Zur Begründung seines Antrages führte er im Wesentlichen aus, dass es ihm als Unionsbürger frei stehe, sich im Hoheitsgebiet der Mitgliedstaaten frei zu bewegen und aufzuhalten. Bei Nichtanhebung seiner Pension an die höheren Lebenshaltungskosten in Luxemburg würde das Recht, sich im Hoheitsgebiet der Mitgliedstaaten frei zu bewegen und aufzuhalten, an finanzielle Schranken stoßen. Er bemängelte das österreichische System der Beibehaltung des so genannten "Friedenkronenzinses", das zu einer unrealistischen Zusammensetzung des Verbraucherpreisindex sowie des Pensionistenindex führe und letztlich bewirke, dass über Wohnungsmieten keine marktkonformen Daten auflägen. Er legte mit näherer Begründung dar, dass er - würde er in Österreich leben - weniger Mietzins und geringere Betriebskosten zu bezahlen hätte. Auf Grund dieses unterschiedlichen Mietzinsniveaus begehre er eine angemessene Erhöhung seiner Pension.

Da das Bundespensionsamt über seinen Antrag nicht innerhalb von sechs Monaten entschied, stellte der Beschwerdeführer am 4. Februar 2005 einen Devolutionsantrag an die belangte Behörde.

Mit der zur hg. Zl. 2006/12/0024 protokollierten Säumnisbeschwerde machte der Beschwerdeführer eine Verletzung der Entscheidungspflicht durch die belangte Behörde bezüglich des genannten Devolutionsantrages geltend. Die belangte Behörde erließ sodann den angefochtenen Bescheid vom 18. April 2006, mit welchem (in Stattgebung des Devolutionsantrages des Beschwerdeführers) der Antrag vom 31. Juli 2004 abgewiesen wurde.

Begründend führte die belangte Behörde aus, gemäß § 41 Abs. 2 des Pensionsgesetzes 1965, BGBl. Nr. 340 (im Folgenden: PG 1965), in der bis zum 31. Dezember 1998 geltenden Fassung änderte sich die Höhe des ruhegenussfähigen Monatsbezuges des Beamten des Ruhestandes entsprechend, wenn durch gesetzliche Vorschriften die Höhe des Gehaltes oder der ruhegenussfähigen Zulagen der Beamten des Dienststandes geändert wurden. Gleiches habe für die Bemessungsgrundlage der Ruhegenusszulage gegolten.

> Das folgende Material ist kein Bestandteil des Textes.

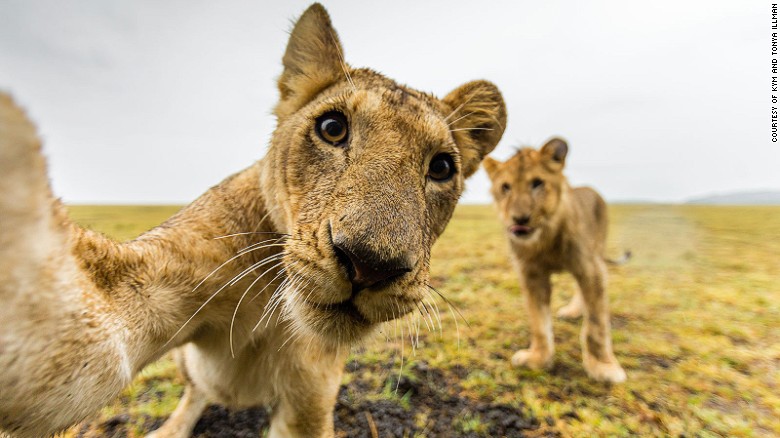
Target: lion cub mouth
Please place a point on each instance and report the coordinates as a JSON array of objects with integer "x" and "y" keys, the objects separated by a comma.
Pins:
[{"x": 521, "y": 230}]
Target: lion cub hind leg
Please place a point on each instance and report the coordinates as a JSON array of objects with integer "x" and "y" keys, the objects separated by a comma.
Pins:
[
  {"x": 539, "y": 354},
  {"x": 574, "y": 308},
  {"x": 596, "y": 336}
]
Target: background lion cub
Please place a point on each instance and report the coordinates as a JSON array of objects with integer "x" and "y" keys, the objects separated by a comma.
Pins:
[{"x": 552, "y": 227}]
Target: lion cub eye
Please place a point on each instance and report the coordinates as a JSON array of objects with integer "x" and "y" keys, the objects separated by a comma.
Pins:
[
  {"x": 442, "y": 168},
  {"x": 332, "y": 128}
]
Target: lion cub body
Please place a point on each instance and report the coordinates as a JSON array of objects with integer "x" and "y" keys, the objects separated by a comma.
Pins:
[{"x": 552, "y": 227}]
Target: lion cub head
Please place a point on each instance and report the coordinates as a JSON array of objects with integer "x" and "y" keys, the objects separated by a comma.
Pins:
[
  {"x": 528, "y": 189},
  {"x": 364, "y": 174}
]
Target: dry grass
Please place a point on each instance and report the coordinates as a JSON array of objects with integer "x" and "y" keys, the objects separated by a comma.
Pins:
[{"x": 696, "y": 323}]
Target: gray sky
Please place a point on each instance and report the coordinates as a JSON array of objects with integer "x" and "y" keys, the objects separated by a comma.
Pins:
[{"x": 151, "y": 101}]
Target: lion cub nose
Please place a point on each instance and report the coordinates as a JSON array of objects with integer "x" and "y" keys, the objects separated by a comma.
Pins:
[{"x": 366, "y": 268}]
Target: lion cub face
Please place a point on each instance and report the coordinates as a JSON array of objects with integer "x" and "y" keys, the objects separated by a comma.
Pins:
[
  {"x": 364, "y": 176},
  {"x": 527, "y": 189}
]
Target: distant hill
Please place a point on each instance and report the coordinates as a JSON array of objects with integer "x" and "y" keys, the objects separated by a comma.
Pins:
[{"x": 739, "y": 198}]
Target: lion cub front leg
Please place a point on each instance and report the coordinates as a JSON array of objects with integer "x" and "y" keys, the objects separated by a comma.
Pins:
[
  {"x": 596, "y": 335},
  {"x": 538, "y": 290},
  {"x": 573, "y": 309},
  {"x": 305, "y": 408},
  {"x": 185, "y": 416}
]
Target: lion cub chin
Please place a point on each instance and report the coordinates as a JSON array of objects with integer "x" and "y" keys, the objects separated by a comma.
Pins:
[{"x": 552, "y": 227}]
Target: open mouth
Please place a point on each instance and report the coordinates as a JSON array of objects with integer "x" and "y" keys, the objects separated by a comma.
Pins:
[{"x": 521, "y": 230}]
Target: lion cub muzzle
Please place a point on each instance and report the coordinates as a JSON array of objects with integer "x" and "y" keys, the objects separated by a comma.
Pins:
[{"x": 365, "y": 267}]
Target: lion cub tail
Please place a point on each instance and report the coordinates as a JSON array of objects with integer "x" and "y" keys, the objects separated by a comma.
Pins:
[
  {"x": 31, "y": 221},
  {"x": 621, "y": 261}
]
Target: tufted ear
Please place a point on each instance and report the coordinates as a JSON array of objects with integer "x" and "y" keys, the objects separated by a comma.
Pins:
[
  {"x": 313, "y": 61},
  {"x": 491, "y": 166},
  {"x": 477, "y": 120},
  {"x": 554, "y": 152}
]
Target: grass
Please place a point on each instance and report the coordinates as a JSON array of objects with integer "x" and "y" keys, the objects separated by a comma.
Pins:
[{"x": 696, "y": 324}]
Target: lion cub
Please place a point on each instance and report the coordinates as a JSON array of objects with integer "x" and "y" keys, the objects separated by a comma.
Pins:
[
  {"x": 266, "y": 280},
  {"x": 552, "y": 227}
]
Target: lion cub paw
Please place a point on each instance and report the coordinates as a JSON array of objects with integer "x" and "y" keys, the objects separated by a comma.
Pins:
[
  {"x": 605, "y": 371},
  {"x": 535, "y": 360}
]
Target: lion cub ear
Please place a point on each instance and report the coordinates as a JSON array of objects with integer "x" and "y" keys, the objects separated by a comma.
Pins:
[
  {"x": 491, "y": 166},
  {"x": 554, "y": 152},
  {"x": 313, "y": 61},
  {"x": 477, "y": 120}
]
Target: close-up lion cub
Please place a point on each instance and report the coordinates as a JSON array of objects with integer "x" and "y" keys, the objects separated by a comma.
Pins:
[
  {"x": 552, "y": 227},
  {"x": 266, "y": 280}
]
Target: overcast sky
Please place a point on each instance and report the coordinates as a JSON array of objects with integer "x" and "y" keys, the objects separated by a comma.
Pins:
[{"x": 155, "y": 101}]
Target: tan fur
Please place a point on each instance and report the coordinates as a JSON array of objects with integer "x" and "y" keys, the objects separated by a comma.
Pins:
[
  {"x": 82, "y": 314},
  {"x": 552, "y": 228}
]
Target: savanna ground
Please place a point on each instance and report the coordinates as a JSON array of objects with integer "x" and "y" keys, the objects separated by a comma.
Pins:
[{"x": 696, "y": 325}]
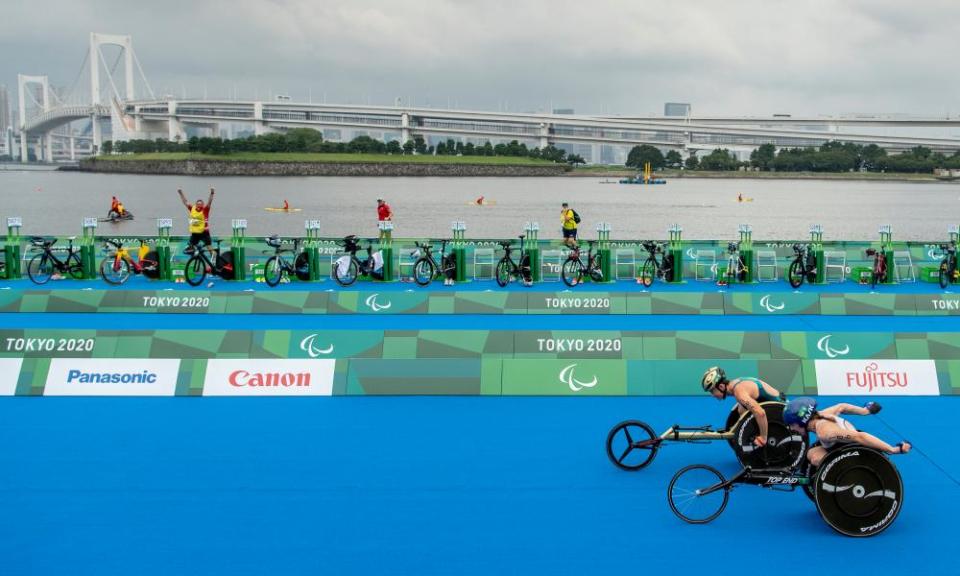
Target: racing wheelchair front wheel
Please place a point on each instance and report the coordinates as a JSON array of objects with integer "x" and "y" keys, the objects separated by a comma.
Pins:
[
  {"x": 688, "y": 498},
  {"x": 631, "y": 445}
]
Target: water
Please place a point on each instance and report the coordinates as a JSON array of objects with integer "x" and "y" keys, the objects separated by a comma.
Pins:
[{"x": 56, "y": 202}]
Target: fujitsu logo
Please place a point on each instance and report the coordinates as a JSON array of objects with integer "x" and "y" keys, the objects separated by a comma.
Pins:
[
  {"x": 872, "y": 377},
  {"x": 823, "y": 345},
  {"x": 308, "y": 345},
  {"x": 568, "y": 377}
]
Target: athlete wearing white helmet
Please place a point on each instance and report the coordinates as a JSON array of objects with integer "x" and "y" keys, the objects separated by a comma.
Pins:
[{"x": 748, "y": 392}]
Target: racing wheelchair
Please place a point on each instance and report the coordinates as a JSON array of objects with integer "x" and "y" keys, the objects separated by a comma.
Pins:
[
  {"x": 857, "y": 490},
  {"x": 632, "y": 444}
]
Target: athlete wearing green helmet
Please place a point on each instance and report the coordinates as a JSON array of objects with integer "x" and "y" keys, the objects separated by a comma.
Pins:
[
  {"x": 801, "y": 415},
  {"x": 747, "y": 391}
]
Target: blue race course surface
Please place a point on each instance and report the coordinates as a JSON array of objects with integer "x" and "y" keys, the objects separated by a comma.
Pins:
[{"x": 365, "y": 485}]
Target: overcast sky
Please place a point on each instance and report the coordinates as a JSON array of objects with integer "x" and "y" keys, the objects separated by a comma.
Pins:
[{"x": 611, "y": 56}]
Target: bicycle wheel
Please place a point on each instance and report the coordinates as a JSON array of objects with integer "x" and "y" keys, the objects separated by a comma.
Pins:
[
  {"x": 424, "y": 271},
  {"x": 632, "y": 445},
  {"x": 686, "y": 497},
  {"x": 504, "y": 271},
  {"x": 114, "y": 272},
  {"x": 74, "y": 266},
  {"x": 195, "y": 271},
  {"x": 344, "y": 273},
  {"x": 572, "y": 272},
  {"x": 40, "y": 269},
  {"x": 273, "y": 271},
  {"x": 647, "y": 272},
  {"x": 795, "y": 273}
]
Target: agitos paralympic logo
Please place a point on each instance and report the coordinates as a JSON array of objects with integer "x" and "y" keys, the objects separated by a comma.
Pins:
[{"x": 568, "y": 377}]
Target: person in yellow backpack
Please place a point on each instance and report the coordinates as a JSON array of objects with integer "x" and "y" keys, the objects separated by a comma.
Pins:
[{"x": 199, "y": 219}]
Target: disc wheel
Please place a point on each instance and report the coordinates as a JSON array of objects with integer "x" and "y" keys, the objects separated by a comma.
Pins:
[
  {"x": 686, "y": 497},
  {"x": 572, "y": 272},
  {"x": 632, "y": 445},
  {"x": 795, "y": 273},
  {"x": 114, "y": 271}
]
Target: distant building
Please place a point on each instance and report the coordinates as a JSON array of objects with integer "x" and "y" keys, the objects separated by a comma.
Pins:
[{"x": 676, "y": 109}]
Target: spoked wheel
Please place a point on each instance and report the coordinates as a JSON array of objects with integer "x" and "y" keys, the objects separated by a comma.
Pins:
[
  {"x": 795, "y": 273},
  {"x": 504, "y": 270},
  {"x": 423, "y": 271},
  {"x": 114, "y": 271},
  {"x": 572, "y": 272},
  {"x": 647, "y": 272},
  {"x": 785, "y": 448},
  {"x": 859, "y": 491},
  {"x": 689, "y": 497},
  {"x": 631, "y": 445}
]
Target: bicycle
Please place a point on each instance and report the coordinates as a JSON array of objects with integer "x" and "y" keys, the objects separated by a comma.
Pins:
[
  {"x": 42, "y": 266},
  {"x": 200, "y": 263},
  {"x": 736, "y": 267},
  {"x": 878, "y": 272},
  {"x": 656, "y": 268},
  {"x": 346, "y": 269},
  {"x": 507, "y": 269},
  {"x": 277, "y": 266},
  {"x": 857, "y": 490},
  {"x": 426, "y": 269},
  {"x": 803, "y": 267},
  {"x": 116, "y": 267},
  {"x": 574, "y": 269},
  {"x": 948, "y": 266},
  {"x": 785, "y": 447}
]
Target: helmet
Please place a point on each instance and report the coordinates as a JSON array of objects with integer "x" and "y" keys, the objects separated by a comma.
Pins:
[
  {"x": 713, "y": 376},
  {"x": 799, "y": 411}
]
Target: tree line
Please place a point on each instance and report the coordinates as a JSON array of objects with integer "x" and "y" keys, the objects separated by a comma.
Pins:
[
  {"x": 308, "y": 140},
  {"x": 833, "y": 156}
]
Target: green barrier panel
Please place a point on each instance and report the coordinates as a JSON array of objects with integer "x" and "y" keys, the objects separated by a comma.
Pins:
[
  {"x": 682, "y": 377},
  {"x": 414, "y": 377},
  {"x": 564, "y": 378}
]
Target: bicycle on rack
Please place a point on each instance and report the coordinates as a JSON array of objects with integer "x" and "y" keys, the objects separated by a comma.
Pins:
[
  {"x": 656, "y": 267},
  {"x": 348, "y": 268},
  {"x": 878, "y": 272},
  {"x": 201, "y": 263},
  {"x": 736, "y": 267},
  {"x": 508, "y": 269},
  {"x": 427, "y": 268},
  {"x": 117, "y": 267},
  {"x": 803, "y": 267},
  {"x": 857, "y": 490},
  {"x": 632, "y": 444},
  {"x": 574, "y": 269},
  {"x": 948, "y": 272},
  {"x": 43, "y": 266},
  {"x": 278, "y": 266}
]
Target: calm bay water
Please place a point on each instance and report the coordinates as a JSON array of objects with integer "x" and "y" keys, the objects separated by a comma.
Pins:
[{"x": 56, "y": 202}]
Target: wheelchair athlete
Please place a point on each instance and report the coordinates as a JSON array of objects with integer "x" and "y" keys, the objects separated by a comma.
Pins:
[
  {"x": 748, "y": 392},
  {"x": 801, "y": 415}
]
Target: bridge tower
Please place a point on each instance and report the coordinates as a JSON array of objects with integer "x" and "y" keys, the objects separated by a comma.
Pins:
[{"x": 22, "y": 82}]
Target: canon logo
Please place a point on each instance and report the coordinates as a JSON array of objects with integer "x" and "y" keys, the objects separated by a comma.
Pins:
[
  {"x": 871, "y": 377},
  {"x": 242, "y": 378}
]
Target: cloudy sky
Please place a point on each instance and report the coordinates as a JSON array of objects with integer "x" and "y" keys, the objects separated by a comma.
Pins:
[{"x": 611, "y": 56}]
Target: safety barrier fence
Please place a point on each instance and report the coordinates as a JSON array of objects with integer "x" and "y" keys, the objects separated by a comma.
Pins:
[
  {"x": 468, "y": 362},
  {"x": 517, "y": 301}
]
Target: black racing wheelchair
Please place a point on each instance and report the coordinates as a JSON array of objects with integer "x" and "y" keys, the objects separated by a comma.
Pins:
[
  {"x": 632, "y": 444},
  {"x": 857, "y": 490}
]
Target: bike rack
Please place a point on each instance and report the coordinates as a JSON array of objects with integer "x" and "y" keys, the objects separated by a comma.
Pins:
[
  {"x": 88, "y": 258},
  {"x": 237, "y": 241},
  {"x": 11, "y": 250}
]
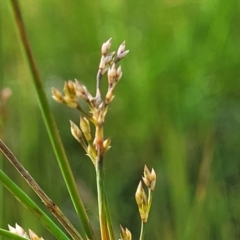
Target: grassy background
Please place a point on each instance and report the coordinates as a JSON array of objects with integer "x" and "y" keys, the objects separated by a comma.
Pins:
[{"x": 177, "y": 109}]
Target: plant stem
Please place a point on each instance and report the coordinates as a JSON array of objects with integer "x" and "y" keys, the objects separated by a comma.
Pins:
[
  {"x": 142, "y": 231},
  {"x": 108, "y": 218},
  {"x": 10, "y": 235},
  {"x": 26, "y": 201},
  {"x": 101, "y": 200},
  {"x": 51, "y": 126},
  {"x": 42, "y": 195}
]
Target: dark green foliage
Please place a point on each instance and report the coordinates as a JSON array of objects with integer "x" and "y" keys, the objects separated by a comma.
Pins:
[{"x": 177, "y": 109}]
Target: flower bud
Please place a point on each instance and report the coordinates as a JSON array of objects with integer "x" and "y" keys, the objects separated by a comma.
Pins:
[
  {"x": 57, "y": 95},
  {"x": 106, "y": 46}
]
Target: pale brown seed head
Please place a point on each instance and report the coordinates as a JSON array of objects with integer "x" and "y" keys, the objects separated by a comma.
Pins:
[
  {"x": 57, "y": 95},
  {"x": 106, "y": 46},
  {"x": 85, "y": 127},
  {"x": 76, "y": 132}
]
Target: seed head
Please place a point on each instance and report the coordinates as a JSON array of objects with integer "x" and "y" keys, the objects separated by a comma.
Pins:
[
  {"x": 106, "y": 46},
  {"x": 76, "y": 132},
  {"x": 57, "y": 95},
  {"x": 149, "y": 178},
  {"x": 125, "y": 234},
  {"x": 85, "y": 127}
]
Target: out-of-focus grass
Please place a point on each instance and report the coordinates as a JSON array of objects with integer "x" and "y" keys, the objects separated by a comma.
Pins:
[{"x": 176, "y": 109}]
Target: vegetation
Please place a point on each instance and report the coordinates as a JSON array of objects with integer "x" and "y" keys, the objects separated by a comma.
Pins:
[{"x": 176, "y": 110}]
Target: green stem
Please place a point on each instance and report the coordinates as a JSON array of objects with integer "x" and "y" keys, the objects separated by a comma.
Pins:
[
  {"x": 53, "y": 208},
  {"x": 10, "y": 235},
  {"x": 142, "y": 231},
  {"x": 108, "y": 218},
  {"x": 101, "y": 200},
  {"x": 51, "y": 125},
  {"x": 32, "y": 206}
]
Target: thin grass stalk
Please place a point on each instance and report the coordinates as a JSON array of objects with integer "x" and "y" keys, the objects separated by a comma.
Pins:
[
  {"x": 101, "y": 199},
  {"x": 1, "y": 197},
  {"x": 108, "y": 218},
  {"x": 10, "y": 235},
  {"x": 51, "y": 125},
  {"x": 27, "y": 202},
  {"x": 53, "y": 208},
  {"x": 142, "y": 232},
  {"x": 1, "y": 124}
]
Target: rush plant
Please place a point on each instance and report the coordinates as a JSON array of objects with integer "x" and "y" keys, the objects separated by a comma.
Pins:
[{"x": 89, "y": 132}]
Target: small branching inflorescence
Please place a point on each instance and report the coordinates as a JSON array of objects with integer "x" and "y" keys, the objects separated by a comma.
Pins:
[{"x": 95, "y": 145}]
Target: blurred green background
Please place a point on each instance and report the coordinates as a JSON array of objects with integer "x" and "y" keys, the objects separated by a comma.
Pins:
[{"x": 177, "y": 109}]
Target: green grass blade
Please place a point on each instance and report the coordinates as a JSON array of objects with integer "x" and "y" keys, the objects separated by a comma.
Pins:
[
  {"x": 51, "y": 125},
  {"x": 26, "y": 201}
]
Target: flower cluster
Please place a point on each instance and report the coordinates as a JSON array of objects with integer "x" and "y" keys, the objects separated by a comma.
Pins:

Mit 1. Jänner 1999 sei an die Stelle der bisherigen "Pensionsautomatik" eine Anpassung der Ruhe- und Versorgungsbezüge an die Anpassung der Pensionen in der gesetzlichen Pensionsversicherung getreten. Der Beschwerdeführer stelle keinesfalls in Abrede, dass sein Ruhegenuss in der den einschlägigen Bestimmungen des PG 1965 entsprechenden Weise angepasst und erhöht worden sei. Die Frage, ob der Verbraucherpreisindex richtig ermittelt worden sei, sei im Verfahren zur Ermittlung der Höhe des Ruhebezuges nicht zu prüfen.

Allenfalls wäre zu erwägen, ob dem Beschwerdeführer nicht nach § 31 PG 1965 eine Kaufkraftausgleichszulage nach § 21b des Gehaltsgesetzes 1956, BGBl. Nr. 54 (im Folgenden: GehG), gebühre. Die Gebührlichkeit einer solchen hätte aber aus dem Grunde des § 31 Abs. 1 Z. 3 PG 1965 vorausgesetzt, dass der Beschwerdeführer unmittelbar vor seinem Ausscheiden aus dem Dienststand Anspruch auf die Kaufkraftausgleichszulage gehabt hätte. Nach der Aktenlage habe der Beschwerdeführer jedoch zwischen 1. August 1990 und seinem Ausscheiden aus dem Dienststand mit Ablauf des 31. Dezember 1992 Dienst in der "Zentrale" des Bundesministeriums für auswärtige Angelegenheiten versehen und in Wien gewohnt. Er habe daher unmittelbar vor seinem Ausscheiden aus dem Dienststand keinen Anspruch auf Kaufkraftausgleichszulage gehabt. § 31 Abs. 1 PG 1965 solle die besondere Lage der Beamten berücksichtigen, die im Zeitpunkt ihrer Ruhestandsversetzung ihren Wohnsitz im Ausland gehabt hätten, weil sie dort ihren Dienst verrichten mussten, und denen es nach Ausscheiden aus dem Dienststand aus wirtschaftlichen oder familiären Gründen nicht zumutbar gewesen sei, diesen Wohnsitz aufzugeben. Nicht gedacht sei diese Bestimmung für Beamte des Ruhestandes, die - wie der Beschwerdeführer - ihren Wohnsitz lange nach der Ruhestandsversetzung freiwillig in das Ausland verlegten. Dazu komme noch, dass der Beschwerdeführer über einen nicht unbeträchtlichen monatlichen Ruhebezug verfüge, sodass es ihm durchaus zumutbar erscheine, seine finanziellen Verhältnisse derart zu gestalten, dass es ihm trotz der höheren Lebenshaltungskosten an seinem derzeitigen Wohnort möglich sei, sich dort aufzuhalten.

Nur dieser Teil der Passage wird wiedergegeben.